Most of my projects started out with big plans and then had to be downsized once I got closer and closer to the holidays. This afghan was the exception.  I made the hexagons with five rounds instead of the seven in the pattern because I was using a big crochet hook (size I) and fairly thick yarn - the luscious Blue Sky Alpaca Organic Cotton - so I thought that it would still be big enough to act as a blanket.  Boy was I wrong.  I finished my 39 hexagons, laid them all out, and it was barely big enough to act as a baby blanket.  After allowing myself a few minutes of total panic and some tears, I regrouped and started making more hexagons.  Even after several more hours of crocheting it seemed like no matter how many I made, there weren't enough to make it into a usable afghan - until Navah got home.  She had been away for the weekend, but her fresh eyes upon coming home made all the difference.  I had been attempting to keep the hexagons in the same shape distribution as the pattern, but Navah moved them all around to make the blanket into a rectangular shape instead of a square shape.  Tada! An afghan!

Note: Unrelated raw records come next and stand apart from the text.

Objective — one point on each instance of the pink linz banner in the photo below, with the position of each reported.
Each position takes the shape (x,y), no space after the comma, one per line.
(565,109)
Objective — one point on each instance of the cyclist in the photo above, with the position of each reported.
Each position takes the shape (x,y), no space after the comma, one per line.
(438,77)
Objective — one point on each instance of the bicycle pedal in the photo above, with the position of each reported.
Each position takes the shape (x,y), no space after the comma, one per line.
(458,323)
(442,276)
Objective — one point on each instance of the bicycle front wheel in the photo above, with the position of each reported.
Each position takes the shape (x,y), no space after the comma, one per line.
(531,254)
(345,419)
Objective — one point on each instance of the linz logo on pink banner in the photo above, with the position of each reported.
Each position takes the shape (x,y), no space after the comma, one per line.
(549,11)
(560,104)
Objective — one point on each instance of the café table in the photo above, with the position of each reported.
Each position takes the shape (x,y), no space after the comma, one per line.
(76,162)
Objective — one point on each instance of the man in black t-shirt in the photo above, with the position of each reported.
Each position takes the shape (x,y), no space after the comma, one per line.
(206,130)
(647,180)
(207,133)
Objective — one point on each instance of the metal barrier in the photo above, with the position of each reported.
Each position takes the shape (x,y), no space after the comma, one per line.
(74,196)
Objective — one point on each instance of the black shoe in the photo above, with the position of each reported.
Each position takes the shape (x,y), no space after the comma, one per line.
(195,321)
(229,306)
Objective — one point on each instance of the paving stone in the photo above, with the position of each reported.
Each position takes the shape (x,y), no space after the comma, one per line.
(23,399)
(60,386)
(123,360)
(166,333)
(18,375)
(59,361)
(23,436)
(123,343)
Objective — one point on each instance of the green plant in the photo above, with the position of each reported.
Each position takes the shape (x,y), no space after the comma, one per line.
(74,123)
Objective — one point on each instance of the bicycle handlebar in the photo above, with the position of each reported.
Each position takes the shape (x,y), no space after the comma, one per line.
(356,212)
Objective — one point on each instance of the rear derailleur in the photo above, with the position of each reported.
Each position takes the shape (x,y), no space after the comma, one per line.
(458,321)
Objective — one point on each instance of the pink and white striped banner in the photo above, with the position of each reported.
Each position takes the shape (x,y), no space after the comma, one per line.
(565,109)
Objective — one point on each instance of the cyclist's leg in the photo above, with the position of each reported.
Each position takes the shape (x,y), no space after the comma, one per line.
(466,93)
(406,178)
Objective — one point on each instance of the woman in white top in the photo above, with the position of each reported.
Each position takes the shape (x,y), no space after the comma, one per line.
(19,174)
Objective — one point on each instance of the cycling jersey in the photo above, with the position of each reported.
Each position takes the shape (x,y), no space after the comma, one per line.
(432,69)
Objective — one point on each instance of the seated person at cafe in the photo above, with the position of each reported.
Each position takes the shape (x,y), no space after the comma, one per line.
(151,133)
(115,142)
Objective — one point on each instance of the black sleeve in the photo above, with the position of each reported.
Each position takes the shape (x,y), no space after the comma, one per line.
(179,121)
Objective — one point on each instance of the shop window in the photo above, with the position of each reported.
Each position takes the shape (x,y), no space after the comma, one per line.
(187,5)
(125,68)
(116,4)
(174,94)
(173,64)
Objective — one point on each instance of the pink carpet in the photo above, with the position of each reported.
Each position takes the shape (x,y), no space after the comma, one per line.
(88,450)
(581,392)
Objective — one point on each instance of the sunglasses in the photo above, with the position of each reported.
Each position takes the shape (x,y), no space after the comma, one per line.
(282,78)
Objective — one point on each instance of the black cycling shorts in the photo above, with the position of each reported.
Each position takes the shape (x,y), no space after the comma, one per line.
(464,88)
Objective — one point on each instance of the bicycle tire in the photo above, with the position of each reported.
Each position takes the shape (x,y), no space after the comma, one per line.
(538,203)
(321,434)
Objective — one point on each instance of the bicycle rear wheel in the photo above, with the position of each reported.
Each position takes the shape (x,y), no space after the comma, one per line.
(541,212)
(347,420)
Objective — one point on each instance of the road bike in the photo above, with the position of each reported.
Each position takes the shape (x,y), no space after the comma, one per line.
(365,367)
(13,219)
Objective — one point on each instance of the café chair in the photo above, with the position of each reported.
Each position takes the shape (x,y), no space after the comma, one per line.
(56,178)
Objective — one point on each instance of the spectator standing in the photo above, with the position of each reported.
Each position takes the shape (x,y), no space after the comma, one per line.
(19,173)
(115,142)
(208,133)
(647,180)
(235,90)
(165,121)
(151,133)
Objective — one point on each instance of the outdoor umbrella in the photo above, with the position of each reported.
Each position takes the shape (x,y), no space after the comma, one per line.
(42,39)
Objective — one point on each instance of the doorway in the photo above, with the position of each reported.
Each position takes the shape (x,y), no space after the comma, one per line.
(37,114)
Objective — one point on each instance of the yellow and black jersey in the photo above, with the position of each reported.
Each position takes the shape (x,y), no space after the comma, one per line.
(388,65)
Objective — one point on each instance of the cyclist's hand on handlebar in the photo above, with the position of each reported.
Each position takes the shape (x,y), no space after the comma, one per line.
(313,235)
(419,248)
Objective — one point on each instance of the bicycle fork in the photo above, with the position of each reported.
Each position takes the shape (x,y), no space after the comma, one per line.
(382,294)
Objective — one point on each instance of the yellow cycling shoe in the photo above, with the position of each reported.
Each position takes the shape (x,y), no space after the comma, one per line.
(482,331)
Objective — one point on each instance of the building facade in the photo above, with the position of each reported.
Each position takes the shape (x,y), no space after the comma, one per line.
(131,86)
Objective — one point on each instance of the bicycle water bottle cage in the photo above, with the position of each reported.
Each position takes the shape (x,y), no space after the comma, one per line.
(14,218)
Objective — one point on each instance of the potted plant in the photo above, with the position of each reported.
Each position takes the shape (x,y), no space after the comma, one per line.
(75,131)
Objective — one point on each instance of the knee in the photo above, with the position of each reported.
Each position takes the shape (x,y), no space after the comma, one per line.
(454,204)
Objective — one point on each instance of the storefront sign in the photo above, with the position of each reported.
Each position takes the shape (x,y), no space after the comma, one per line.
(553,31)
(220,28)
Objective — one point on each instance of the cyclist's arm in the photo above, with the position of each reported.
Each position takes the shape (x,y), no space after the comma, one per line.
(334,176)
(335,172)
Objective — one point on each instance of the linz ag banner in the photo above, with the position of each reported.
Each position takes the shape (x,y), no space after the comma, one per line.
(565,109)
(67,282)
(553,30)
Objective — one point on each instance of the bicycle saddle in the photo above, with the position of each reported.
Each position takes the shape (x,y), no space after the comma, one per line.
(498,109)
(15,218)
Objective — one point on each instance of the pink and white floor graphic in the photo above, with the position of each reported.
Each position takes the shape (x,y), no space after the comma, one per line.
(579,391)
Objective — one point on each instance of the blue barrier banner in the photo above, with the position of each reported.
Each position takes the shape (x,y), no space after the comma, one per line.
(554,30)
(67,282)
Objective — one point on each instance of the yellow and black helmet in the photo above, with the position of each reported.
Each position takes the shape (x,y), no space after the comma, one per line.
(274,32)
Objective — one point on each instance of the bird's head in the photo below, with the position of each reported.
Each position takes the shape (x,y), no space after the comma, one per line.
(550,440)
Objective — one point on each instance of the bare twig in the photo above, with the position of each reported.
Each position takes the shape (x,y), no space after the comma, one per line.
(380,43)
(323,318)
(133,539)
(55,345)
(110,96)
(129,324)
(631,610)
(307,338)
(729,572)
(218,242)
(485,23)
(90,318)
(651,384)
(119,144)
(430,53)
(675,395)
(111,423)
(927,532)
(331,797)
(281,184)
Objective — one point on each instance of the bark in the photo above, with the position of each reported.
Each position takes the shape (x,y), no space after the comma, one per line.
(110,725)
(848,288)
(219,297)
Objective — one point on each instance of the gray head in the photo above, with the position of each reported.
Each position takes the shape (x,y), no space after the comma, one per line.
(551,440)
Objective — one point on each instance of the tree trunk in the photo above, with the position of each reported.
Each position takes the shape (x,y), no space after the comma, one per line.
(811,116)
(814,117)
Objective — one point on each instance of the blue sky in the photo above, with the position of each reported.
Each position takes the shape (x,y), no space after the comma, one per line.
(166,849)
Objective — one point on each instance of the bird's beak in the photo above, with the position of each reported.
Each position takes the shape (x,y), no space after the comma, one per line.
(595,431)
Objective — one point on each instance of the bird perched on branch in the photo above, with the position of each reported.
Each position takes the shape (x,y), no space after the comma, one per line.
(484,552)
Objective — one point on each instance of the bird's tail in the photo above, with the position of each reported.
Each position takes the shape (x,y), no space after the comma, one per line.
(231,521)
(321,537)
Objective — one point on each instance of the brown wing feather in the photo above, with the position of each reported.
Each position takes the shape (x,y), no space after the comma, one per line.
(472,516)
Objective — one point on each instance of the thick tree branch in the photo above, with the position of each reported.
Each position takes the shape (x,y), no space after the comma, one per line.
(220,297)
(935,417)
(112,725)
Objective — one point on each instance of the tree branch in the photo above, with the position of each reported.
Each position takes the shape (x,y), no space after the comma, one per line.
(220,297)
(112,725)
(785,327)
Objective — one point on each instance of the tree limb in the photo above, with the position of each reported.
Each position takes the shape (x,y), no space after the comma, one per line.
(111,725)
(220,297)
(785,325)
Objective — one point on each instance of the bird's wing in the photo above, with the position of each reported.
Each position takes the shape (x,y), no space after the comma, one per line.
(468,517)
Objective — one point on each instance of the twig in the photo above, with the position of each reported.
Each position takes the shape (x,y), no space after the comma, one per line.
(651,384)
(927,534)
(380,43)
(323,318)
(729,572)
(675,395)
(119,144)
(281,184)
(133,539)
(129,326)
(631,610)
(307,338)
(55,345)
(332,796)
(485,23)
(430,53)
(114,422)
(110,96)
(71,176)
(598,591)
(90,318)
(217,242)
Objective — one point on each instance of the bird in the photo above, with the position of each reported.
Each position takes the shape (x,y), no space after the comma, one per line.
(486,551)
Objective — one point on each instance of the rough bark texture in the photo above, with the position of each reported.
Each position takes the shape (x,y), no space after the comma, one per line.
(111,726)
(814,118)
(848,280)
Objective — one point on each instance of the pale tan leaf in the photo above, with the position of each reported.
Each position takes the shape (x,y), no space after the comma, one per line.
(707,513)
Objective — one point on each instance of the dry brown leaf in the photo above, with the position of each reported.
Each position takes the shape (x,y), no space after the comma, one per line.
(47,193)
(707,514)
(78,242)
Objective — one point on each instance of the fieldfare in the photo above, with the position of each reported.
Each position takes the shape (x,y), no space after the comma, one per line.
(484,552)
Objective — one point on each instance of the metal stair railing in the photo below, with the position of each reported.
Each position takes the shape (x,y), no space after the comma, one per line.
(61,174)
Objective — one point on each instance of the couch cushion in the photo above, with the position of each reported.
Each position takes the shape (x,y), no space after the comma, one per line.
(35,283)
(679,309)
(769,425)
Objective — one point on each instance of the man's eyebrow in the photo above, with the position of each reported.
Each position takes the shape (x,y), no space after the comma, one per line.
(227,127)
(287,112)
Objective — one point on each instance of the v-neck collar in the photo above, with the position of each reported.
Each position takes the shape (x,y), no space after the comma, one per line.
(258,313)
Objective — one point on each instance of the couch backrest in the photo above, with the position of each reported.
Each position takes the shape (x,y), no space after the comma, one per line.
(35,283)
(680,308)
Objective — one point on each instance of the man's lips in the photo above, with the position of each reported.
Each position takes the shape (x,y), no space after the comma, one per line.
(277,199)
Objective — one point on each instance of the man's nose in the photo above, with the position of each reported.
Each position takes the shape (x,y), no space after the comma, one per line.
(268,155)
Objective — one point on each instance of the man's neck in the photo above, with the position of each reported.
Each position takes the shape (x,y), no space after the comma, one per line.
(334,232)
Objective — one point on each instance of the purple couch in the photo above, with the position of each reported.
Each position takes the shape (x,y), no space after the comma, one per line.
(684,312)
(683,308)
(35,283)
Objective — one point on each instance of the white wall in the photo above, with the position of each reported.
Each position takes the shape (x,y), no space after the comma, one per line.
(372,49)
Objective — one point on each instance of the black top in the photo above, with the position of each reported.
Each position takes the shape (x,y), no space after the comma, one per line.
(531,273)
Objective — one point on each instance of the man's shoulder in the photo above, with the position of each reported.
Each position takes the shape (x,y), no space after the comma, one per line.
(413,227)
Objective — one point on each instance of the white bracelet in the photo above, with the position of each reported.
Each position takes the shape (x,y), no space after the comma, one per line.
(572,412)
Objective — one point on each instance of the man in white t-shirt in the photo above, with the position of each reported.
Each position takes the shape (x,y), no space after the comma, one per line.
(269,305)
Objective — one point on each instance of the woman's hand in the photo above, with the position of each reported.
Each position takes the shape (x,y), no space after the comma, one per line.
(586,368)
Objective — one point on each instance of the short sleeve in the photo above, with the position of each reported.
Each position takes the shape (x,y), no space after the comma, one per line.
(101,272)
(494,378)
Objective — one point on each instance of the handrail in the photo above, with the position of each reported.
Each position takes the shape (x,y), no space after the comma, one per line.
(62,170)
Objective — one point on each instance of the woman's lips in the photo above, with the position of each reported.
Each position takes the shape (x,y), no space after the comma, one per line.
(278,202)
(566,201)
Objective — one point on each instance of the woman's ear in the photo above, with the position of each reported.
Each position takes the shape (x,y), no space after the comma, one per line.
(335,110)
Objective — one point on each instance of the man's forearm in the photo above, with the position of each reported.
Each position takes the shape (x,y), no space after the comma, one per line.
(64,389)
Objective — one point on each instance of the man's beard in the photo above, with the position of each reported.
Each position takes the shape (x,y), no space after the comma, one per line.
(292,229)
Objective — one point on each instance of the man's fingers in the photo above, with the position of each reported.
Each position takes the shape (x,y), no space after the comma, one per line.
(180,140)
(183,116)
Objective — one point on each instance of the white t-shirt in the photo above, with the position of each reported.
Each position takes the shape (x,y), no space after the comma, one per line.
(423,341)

I think my mom and her husband loved it.


The Lucy Bag

I loved crochet from the beginning.  It was like a moving meditation for my hands - sitting on the couch with my crochet hook working away, I felt so calm and relaxed.  I still do.  Focusing on those movements of the hook gives the rest of my active little brain a chance to breathe.

I can't remember what inspired me to learn to crochet, but the summer after I graduated from college, I bought a book from Michaels - Learn to Crochet in Just One Day.  And learn to crochet I did.  I sat myself down on the couch one Saturday and spent the whole day figuring it out, making one little swatch after another. A swatch of single crochet, a swatch of double crochet, and so on.  I made a giant afghan that summer - acrylic yarn in deep, dark colors I would never choose now.

With graduate school and work and then law school and various other endeavors, I lost touch with my crochet hook and got into other things.  About six months ago, Lucy of Attic24 reintroduced me.  I came across her blog in my ever-constant looking at all the glorious craft blogs out there, and I was immediately drawn in by her gorgeous crochet work.  She brings such a joyful spirit to her crocheting, and every picture made me want to buy a giant bag of cheerful yarn and just get going.  So I did.

I made this delightful bag from a pattern on her site - to hold my yarn stash, and just looking at it makes me smile.

So many happy colors!  I've been so grateful for the inspiration as I dreamily plan my next creations and snuggle down into the couch to give my fingers some work and my brain a little breathing room.